Brauchen Sie die Harmonie als Trainer genauso wie damals als Spieler?


Ja. Auch als Trainer muss ich authentisch sein, und das geht nur in einem harmonischen Umfeld. Nur so kann ich mein Potential entfalten und die Spieler fördern.

Helfen Ihnen Ihre negativen Erfahrungen aus Ihrer Zeit als Profi nun beim Umgang mit Ihren Spielern, wenn es darum geht, Blockaden zu lösen?


Man sieht ja, welche Spieler zu mir kommen. Das sind häufig Spieler, die aus der ersten und zweiten Liga kommen, dort aber nicht für gut befunden wurden, oder denen nachgesagt wurde, dass sie keine Teamplayer wären.
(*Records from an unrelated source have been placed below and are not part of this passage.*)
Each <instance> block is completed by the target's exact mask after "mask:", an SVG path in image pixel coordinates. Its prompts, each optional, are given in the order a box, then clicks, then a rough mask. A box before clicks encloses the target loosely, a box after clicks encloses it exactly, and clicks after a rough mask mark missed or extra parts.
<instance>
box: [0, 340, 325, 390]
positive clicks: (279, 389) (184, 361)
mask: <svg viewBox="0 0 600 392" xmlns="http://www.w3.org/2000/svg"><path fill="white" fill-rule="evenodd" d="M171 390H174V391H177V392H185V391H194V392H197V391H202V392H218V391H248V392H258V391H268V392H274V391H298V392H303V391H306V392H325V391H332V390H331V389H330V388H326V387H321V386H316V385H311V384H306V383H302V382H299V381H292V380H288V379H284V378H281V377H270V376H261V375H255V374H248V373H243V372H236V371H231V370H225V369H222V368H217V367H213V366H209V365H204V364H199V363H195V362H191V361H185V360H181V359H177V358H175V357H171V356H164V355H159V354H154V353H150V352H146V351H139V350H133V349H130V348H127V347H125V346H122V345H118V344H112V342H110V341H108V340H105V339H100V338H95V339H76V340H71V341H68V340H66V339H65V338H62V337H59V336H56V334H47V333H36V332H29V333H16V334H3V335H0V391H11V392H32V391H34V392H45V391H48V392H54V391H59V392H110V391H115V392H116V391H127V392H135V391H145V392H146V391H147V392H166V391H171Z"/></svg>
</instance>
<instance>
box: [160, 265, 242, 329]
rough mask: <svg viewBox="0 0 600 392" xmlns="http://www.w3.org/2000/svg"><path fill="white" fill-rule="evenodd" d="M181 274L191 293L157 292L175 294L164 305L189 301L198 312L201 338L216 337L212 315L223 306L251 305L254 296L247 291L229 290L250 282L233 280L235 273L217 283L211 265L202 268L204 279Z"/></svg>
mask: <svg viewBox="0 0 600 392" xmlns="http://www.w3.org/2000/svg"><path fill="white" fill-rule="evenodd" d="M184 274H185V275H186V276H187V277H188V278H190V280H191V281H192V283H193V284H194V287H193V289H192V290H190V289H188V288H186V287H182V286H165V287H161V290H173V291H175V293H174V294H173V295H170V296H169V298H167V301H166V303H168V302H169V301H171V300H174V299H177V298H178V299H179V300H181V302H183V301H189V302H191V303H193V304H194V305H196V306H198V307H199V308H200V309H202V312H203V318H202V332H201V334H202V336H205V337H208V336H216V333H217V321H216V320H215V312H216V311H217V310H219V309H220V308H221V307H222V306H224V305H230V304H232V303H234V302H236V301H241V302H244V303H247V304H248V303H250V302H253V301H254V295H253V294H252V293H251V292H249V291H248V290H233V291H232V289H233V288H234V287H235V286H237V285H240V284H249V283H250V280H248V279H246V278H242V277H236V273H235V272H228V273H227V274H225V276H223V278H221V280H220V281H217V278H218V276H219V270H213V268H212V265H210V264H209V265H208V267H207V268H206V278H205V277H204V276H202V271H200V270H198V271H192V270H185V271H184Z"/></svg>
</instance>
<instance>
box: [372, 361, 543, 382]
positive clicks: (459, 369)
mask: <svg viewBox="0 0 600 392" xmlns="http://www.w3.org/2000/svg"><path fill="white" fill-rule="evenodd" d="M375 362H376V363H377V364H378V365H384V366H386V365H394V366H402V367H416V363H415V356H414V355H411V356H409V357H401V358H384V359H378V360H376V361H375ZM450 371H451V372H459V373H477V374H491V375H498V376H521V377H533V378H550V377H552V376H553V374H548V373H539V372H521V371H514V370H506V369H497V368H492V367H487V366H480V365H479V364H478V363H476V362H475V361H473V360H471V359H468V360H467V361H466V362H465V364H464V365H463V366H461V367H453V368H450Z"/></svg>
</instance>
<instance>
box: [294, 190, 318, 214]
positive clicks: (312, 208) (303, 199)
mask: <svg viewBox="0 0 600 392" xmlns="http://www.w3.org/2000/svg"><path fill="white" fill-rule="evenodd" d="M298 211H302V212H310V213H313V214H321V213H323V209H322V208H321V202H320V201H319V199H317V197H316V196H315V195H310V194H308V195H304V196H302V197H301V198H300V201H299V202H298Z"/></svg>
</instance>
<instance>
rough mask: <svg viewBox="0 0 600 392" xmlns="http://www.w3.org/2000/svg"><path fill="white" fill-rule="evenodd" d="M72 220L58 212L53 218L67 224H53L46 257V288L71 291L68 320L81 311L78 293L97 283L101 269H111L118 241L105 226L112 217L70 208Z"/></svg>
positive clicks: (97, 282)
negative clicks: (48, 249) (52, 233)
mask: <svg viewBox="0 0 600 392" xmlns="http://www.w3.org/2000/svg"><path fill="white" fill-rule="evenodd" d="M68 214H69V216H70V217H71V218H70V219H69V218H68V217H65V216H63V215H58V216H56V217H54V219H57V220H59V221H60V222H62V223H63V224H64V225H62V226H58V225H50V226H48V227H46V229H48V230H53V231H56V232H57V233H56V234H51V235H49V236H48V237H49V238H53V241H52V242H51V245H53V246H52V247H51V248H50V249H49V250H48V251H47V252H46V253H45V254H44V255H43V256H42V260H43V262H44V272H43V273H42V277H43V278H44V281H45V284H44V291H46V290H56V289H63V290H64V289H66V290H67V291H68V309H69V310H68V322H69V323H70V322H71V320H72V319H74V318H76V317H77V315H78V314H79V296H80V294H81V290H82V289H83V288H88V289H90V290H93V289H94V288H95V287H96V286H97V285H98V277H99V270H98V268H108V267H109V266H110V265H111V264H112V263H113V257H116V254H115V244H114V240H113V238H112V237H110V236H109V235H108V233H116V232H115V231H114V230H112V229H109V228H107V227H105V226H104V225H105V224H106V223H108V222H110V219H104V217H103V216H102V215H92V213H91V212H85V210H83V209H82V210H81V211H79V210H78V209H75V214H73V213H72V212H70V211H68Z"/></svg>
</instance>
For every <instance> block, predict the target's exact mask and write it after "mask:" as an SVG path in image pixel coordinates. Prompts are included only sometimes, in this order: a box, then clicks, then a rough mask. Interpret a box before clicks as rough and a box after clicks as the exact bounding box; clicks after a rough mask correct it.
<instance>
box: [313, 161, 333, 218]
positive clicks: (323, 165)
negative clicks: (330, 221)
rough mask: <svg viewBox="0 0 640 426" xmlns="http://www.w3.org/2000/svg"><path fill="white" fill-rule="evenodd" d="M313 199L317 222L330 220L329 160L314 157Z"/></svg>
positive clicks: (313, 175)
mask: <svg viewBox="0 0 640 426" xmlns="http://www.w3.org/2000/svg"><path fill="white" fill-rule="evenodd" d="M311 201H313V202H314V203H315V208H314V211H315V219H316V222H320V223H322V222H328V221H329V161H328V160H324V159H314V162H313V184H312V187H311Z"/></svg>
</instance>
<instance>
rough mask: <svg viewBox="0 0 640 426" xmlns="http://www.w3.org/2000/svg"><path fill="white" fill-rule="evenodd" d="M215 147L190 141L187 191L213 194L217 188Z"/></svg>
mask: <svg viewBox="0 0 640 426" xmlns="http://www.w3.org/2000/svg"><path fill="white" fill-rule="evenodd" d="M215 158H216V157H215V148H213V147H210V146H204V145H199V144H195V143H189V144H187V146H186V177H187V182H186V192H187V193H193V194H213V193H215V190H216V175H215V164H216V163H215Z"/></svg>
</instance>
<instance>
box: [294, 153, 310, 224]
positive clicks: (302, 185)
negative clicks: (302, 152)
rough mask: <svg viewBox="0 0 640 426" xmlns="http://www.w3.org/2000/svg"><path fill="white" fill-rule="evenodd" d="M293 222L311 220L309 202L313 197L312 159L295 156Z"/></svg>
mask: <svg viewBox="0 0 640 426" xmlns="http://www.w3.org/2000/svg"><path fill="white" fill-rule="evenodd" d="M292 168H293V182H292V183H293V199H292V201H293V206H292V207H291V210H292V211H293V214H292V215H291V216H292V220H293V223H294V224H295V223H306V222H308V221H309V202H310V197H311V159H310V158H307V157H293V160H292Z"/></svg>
Ich denke, es ist eine meiner Stärken, dass ich weiß, was in den Spielern vorgeht. Ich kann erkennen, warum ein Spieler gehemmt ist, und warum er so ist, wie er in dem Moment eben ist. Das sehe ich an der Körpersprache und entnehme ich den Äußerrungen der Spieler. Ich beschäftige mich viel mit meinen Spielern und hatte bisher immer einen guten Draht zu meinen Mannschaften.

Wie wäre der Spieler Wollitz mit dem Trainer Wollitz zurechtgekommen?


Wenn der Spieler Wollitz seine positive Art in die Mannschaft des Trainers Wollitz einbringt, dann funktioniert das immer! Für mich ist ganz entscheidend, dass man ehrlich miteinander umgeht, nicht taktiert, und man sich mit offenem Visier begegnet. Das ist heutzutage leider nicht so verbreitet. In dem Punkt hätte es zwischen dem Spieler Wollitz und dem Trainer Wollitz keine Probleme gegeben. Die beiden sind sicherlich unterschiedlich. Aber es ist für mich wichtig, dass ich kein nachtragender Mensch bin. Ich muss nicht verzeihen, ich kann vergessen. Es gehört dazu, dass man auch mal unterschiedlicher Meinung ist, aber ein Disput muss sich immer in einem vernünftigen Rahmen abspielen.

Was bedeutet das für den Umgang mit Ihren Spielern?


Ich kann einem Spieler nicht immer nur sagen, was er falsch macht. Ich muss ihm umgekehrt auch sagen, was er richtig macht, und wie er aus seinen Fehlern lernen kann. Wenn Spieler mal einen Fehler machen, darf man ihnen gegenüber nicht nachtragend sein. Fehler gehören dazu. Ich weiß, wie man Spieler anpacken muss, und ich hatte mit meiner Art in meinen Stationen in Krefeld und Osnabrück Erfolg. In meiner aktiven Zeit wurde mir meine offene und ehrliche Art oft nicht verziehen. Aber damit habe ich heute kein Problem mehr. Im Gegenteil, ich freue mich, dass ich als Spieler diesen Mut hatte, meinen Stil stets beizubehalten.